“Gun number one, fire!”
Jack, Henry, and the Russian commandos were thrown from their feet as gun number one in turret three let loose. The concussion killed two of Salkukoff’s men who were directly under the powerful warhead when the two silk-lined powder bags ignited and then in turn pushed the thousand-pound warhead through the tube and out into the blue sky. The recoil on the ship was fantastic. Simbirsk groaned against the power of the exploding fifteen-inch weaponry. Her bulk slid ten feet to the port side as the barrel flashed a fifty-foot-long trail of fire from her muzzle. Before anyone could react, another shell exploded from gun mount number two. This time, four of Salkukoff’s men were blown over the side, and Salkukoff himself was wrenched from the ladder he had been climbing and was thrown to the hard deck. Henri recovered fast as he tried to get to the downed Russian colonel, but he was hit hard in the back of the head and stilled momentarily.

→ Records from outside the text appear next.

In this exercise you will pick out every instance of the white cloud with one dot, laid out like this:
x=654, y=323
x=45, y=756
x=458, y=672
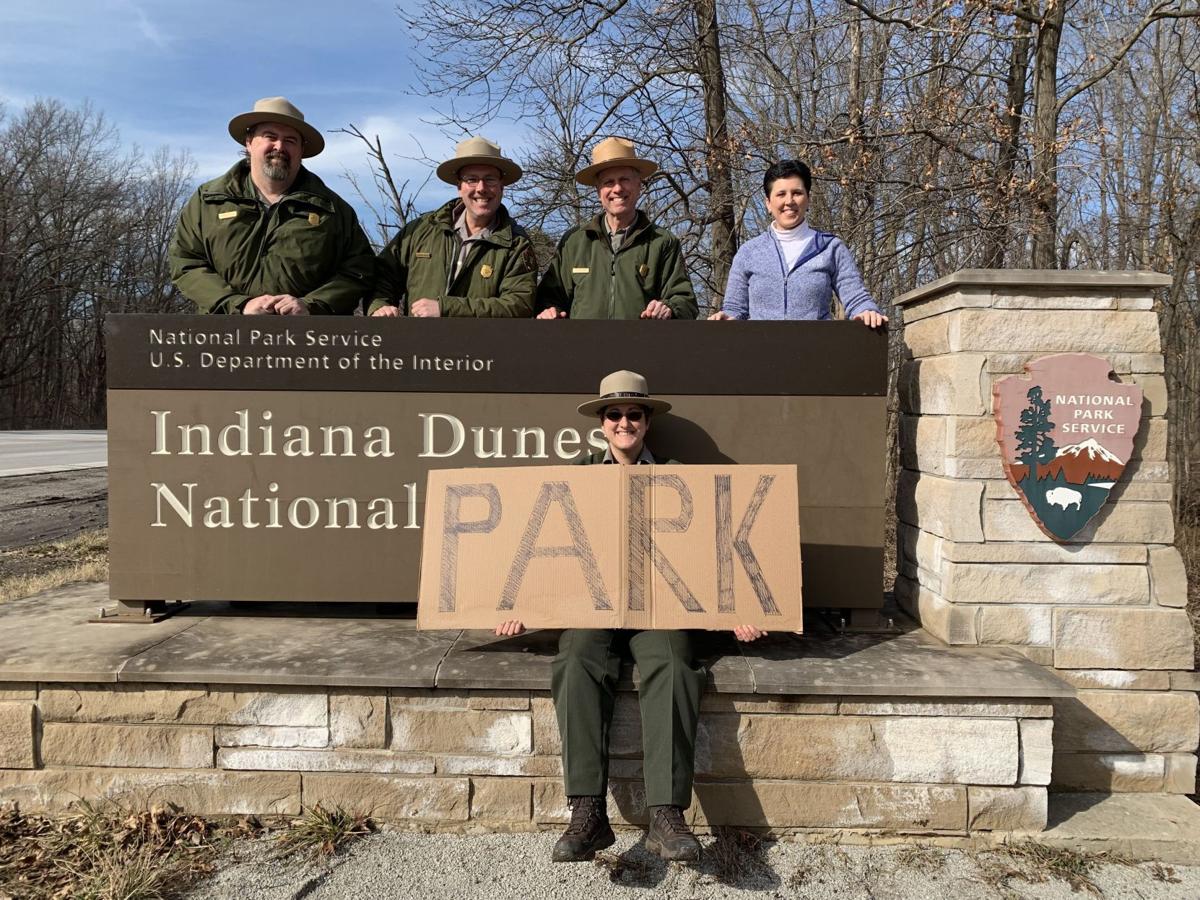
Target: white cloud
x=149, y=30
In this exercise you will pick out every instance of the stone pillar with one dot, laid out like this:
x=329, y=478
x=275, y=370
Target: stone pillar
x=1105, y=610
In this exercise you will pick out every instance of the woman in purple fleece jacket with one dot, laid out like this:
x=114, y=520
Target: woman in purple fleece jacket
x=791, y=270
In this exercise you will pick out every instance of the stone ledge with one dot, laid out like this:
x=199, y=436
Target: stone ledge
x=1051, y=279
x=202, y=792
x=17, y=725
x=391, y=798
x=210, y=682
x=1138, y=826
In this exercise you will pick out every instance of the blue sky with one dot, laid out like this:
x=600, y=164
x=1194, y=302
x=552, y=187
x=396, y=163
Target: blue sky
x=172, y=73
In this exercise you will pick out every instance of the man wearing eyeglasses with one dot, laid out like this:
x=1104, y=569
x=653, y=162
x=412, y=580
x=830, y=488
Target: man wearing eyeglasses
x=468, y=257
x=619, y=265
x=585, y=673
x=269, y=237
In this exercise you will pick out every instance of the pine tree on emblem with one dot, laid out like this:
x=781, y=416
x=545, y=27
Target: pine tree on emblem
x=1035, y=447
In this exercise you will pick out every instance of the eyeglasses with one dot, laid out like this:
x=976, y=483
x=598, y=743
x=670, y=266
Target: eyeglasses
x=475, y=180
x=616, y=415
x=270, y=137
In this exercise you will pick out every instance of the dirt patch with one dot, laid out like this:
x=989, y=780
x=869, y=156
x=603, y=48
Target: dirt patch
x=35, y=568
x=35, y=509
x=105, y=851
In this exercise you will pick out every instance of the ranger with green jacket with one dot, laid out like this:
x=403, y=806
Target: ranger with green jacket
x=268, y=237
x=466, y=258
x=621, y=265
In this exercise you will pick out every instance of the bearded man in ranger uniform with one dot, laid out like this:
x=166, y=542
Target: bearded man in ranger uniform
x=468, y=257
x=619, y=265
x=268, y=237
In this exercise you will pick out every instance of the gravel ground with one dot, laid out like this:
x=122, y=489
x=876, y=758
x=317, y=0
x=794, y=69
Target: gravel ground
x=443, y=867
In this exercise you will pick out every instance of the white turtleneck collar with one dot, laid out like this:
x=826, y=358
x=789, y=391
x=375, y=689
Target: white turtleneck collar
x=792, y=241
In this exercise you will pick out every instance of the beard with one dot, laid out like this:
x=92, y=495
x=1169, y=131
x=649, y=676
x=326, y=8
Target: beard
x=277, y=167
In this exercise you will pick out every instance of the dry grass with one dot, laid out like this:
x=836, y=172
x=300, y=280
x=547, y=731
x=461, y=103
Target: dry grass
x=319, y=833
x=1037, y=863
x=623, y=868
x=736, y=853
x=30, y=570
x=106, y=852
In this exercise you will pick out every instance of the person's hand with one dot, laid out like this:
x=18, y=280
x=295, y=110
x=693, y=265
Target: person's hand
x=288, y=305
x=748, y=633
x=657, y=310
x=262, y=305
x=871, y=319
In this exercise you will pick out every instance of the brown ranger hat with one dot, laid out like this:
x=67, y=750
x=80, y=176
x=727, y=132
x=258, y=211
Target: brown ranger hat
x=623, y=387
x=615, y=151
x=478, y=151
x=277, y=109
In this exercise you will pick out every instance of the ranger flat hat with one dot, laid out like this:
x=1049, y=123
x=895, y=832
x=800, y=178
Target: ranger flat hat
x=615, y=151
x=623, y=387
x=478, y=151
x=277, y=109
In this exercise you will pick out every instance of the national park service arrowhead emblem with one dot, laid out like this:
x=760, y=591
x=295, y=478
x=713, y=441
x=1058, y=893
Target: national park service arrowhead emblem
x=1066, y=433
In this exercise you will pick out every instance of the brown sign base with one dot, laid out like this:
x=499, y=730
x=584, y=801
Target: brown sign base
x=137, y=612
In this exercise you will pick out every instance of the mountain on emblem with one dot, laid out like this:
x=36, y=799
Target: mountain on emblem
x=1066, y=432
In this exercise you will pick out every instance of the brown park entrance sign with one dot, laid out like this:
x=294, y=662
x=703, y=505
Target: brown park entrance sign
x=1066, y=433
x=270, y=459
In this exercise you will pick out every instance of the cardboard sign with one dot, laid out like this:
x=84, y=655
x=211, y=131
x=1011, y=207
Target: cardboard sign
x=1066, y=433
x=612, y=546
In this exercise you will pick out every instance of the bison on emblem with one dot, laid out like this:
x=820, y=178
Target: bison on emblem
x=1066, y=433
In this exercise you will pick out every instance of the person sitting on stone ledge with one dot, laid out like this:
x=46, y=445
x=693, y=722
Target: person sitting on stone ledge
x=585, y=673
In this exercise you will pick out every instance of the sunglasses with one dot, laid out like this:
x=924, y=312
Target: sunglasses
x=616, y=415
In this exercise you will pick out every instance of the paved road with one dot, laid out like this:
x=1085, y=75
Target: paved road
x=31, y=453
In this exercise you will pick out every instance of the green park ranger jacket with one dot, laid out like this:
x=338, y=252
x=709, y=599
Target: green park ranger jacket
x=229, y=247
x=497, y=280
x=588, y=281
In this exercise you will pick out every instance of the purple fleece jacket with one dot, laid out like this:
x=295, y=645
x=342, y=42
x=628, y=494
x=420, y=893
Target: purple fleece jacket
x=760, y=288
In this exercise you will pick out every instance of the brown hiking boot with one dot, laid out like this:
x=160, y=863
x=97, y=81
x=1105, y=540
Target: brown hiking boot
x=670, y=837
x=587, y=833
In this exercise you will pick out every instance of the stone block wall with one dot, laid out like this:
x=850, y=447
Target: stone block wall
x=487, y=759
x=1104, y=610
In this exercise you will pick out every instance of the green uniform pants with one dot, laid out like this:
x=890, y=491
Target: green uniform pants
x=585, y=688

Jack took a split second to recover. Even with the makeshift earplugs, he was almost knocked senseless. As he raised his head, he saw the Russian commandos were down and the regular crew was fighting with them. It seemed the Russian seamen, no matter how badly bruised they were by the blast of the big guns, were angry enough to shed off that pain and attack the men they blamed for their situation. He then saw a wondrous sight as the third and final gun was turning to the port side and the barrel was lowering. Collins quickly roused a hurt Farbeaux, and they both rolled underneath one of the lifeboats for protection.
“Jesus, Ryan is going for the sub!” Jack said as even in the directory Everett was amazed when the barrel and the turret started transiting on their own with no input from him. He hit the deck as the barrel went to its lowest attitude and the gun exploded outward. Everett quickly stood and saw the submarine. He saw the crew scrambling away in panic as the fifteen-inch shell struck just aft of the conning tower, missing the boat by only eighty feet. The submarine was inundated in violet seawater.

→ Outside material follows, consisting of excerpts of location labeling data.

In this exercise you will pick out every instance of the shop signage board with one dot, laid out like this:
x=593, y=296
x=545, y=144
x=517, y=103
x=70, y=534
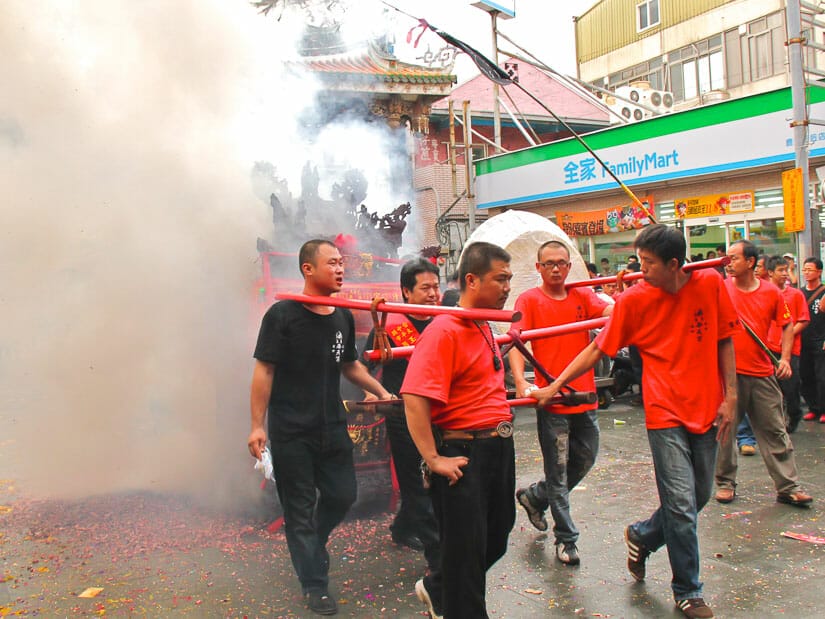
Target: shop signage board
x=794, y=200
x=740, y=134
x=604, y=221
x=714, y=205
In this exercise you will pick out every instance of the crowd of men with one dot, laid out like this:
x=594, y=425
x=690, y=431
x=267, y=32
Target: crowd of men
x=453, y=447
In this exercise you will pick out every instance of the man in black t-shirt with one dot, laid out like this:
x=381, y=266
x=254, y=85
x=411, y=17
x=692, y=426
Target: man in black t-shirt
x=302, y=352
x=414, y=524
x=812, y=355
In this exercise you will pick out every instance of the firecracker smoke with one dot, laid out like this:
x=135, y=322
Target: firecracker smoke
x=129, y=133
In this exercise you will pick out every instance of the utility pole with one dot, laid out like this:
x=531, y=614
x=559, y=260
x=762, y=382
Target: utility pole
x=496, y=106
x=800, y=121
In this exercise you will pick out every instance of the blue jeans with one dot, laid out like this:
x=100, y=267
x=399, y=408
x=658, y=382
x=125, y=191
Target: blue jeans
x=569, y=445
x=684, y=465
x=744, y=433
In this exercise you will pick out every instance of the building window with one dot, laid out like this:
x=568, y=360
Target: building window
x=647, y=14
x=697, y=69
x=756, y=50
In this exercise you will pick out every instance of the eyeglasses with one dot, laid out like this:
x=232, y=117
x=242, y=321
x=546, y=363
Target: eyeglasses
x=561, y=264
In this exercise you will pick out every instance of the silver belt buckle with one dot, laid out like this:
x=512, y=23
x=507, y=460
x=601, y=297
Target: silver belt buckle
x=504, y=429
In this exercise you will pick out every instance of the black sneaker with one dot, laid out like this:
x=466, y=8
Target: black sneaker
x=637, y=554
x=424, y=595
x=694, y=607
x=567, y=553
x=320, y=603
x=409, y=540
x=535, y=515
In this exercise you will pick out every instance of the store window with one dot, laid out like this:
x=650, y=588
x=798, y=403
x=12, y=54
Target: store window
x=647, y=14
x=697, y=68
x=755, y=51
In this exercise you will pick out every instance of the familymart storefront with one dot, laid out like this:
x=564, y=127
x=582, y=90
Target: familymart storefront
x=715, y=172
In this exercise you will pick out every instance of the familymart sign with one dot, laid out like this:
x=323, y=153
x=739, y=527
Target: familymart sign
x=734, y=135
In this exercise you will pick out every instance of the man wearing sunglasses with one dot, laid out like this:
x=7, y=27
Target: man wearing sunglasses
x=568, y=435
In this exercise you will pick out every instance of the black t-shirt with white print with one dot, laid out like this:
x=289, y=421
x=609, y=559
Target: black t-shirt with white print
x=307, y=350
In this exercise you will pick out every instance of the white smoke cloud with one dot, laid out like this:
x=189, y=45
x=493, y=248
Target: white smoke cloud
x=128, y=133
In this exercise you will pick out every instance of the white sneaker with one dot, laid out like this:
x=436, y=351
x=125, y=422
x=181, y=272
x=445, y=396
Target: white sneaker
x=424, y=596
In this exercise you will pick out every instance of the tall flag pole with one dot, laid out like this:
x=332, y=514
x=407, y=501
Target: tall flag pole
x=498, y=75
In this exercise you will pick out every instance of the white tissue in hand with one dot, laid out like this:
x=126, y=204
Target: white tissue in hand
x=265, y=464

“Damn, Ryan, you missed!” Carl hissed.
Then he saw what no man ever wanted to see: the sub came to life and moved closer to get into position.
None of the Americans thought they would fire on their only way home, but they also knew the submarine captain had been fired on and was reacting instead of thinking. This whole operation may have just gone tits up.
The first ranks of the Wasakoo had burst up and over the rock-strewn protection the marines had thrown up. They crashed into men, and the fighting became hand to hand. They knew their time in this life was done when the rest of the thousand enemies burst through.
Jenks emptied his close-in weapon, his nine millimeter, and then grabbed the skin of one of the sickly Wasakoo as it dove into the mine. Jenks started pummeling the creature on the head and neck, but he felt the weight of the large Wasakoo as it drove him into the ground. As the master chief looked into the grinning face of the Wasakoo, it hissed at him as its strong and webbed fingers started to choke the life from him. Then the pressure eased as Charlie appeared in his vision. The white-haired professor held one of the discarded spears in his hand as he brought it down once more into the back of Jenks’s attacker.
Suddenly, a freight train sound rent the skies above them. It sounded as if the massive fifteen-inch shell was reaching right out for them and not the advancing Wasakoo. The first explosion blew the marines, Charlie, and Jenks backward as it detonated not fifty feet from the mine’s opening. Fire and smoke covered everything. None of the men could even begin to hear the second round as it came crashing down from the almost mile-high arc. Another brutal earth-shattering explosion shook the very rock strata they hid behind. More fire, rock, pieces of Wasakoo, and foliage covered them all.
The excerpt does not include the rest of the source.